Musk claims that his decision was influenced by concerns about the energy consumption of the cryptocurrency due to its popularity and drastic price increase. According to the Cambridge Bitcoin Electricity Consumption Index, the electricity consumption of BTC increased by more than 163% in the second half of February 2021, in the very early stages of its price surge.
It is clear that cryptocurrency has integrated itself into the financial industry. However, with leaders across the world planning for a more sustainable future, it is clear the sustainability aspect of cryptocurrency needs to be addressed. A recent New York bill proposes a moratorium of crypto mining centres, as authorities wish to assess the industry’s environmental impact more thoroughly. The United Kingdom is also likely to address concerns following Prime Minister Boris Johnson’s launch of the country's ambitious plans for a 68% reduction in greenhouse gas emissions by 2030.
Be More Sustainable
Realistically, cryptocurrency and blockchains would need to be powered by 100% renewable energy sources to be truly sustainable. This is one of the targets set by the Crypto Climate Accord (CCA), which works with over 40 supporters, including Ripple, World Economic Forum, Energy Web Foundation, Rocky Mountain Institute and ConsenSys.
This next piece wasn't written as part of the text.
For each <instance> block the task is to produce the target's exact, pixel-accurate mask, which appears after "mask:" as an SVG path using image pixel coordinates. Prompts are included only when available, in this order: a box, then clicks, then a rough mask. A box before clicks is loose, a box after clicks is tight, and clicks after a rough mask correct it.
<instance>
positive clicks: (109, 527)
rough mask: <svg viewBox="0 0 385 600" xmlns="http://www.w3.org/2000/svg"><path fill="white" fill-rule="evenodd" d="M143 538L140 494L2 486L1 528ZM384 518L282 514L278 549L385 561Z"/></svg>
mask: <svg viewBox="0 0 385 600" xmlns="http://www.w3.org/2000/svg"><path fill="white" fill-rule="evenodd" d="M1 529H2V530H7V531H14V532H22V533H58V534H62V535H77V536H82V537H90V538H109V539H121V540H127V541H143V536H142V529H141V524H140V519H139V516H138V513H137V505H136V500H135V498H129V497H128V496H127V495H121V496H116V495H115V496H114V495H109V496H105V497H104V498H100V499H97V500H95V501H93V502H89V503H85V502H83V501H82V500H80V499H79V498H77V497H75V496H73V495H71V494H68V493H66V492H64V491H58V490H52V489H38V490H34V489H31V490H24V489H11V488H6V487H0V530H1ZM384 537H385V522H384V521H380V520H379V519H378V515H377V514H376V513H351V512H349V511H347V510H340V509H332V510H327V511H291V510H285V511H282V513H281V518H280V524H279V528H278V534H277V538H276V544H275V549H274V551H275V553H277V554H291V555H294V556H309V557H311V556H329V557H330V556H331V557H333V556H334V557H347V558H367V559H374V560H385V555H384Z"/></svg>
76% of crypto hashers claim to be using renewable energy sources to power their processes, but only 39% of the energy consumed in hashing is renewable. Despite claims that the industry is using more renewable energy, there are significant questions about whether this is actually the case. Developments are likely to be required to allow continued cryptocurrency mining in the future. The CCA is currently working to standardise mining and make renewable energy more accessible for the industry ─ with the hope that, one day, cryptocurrencies and blockchain technology can align with the increasingly prevalent global drive for sustainable practices.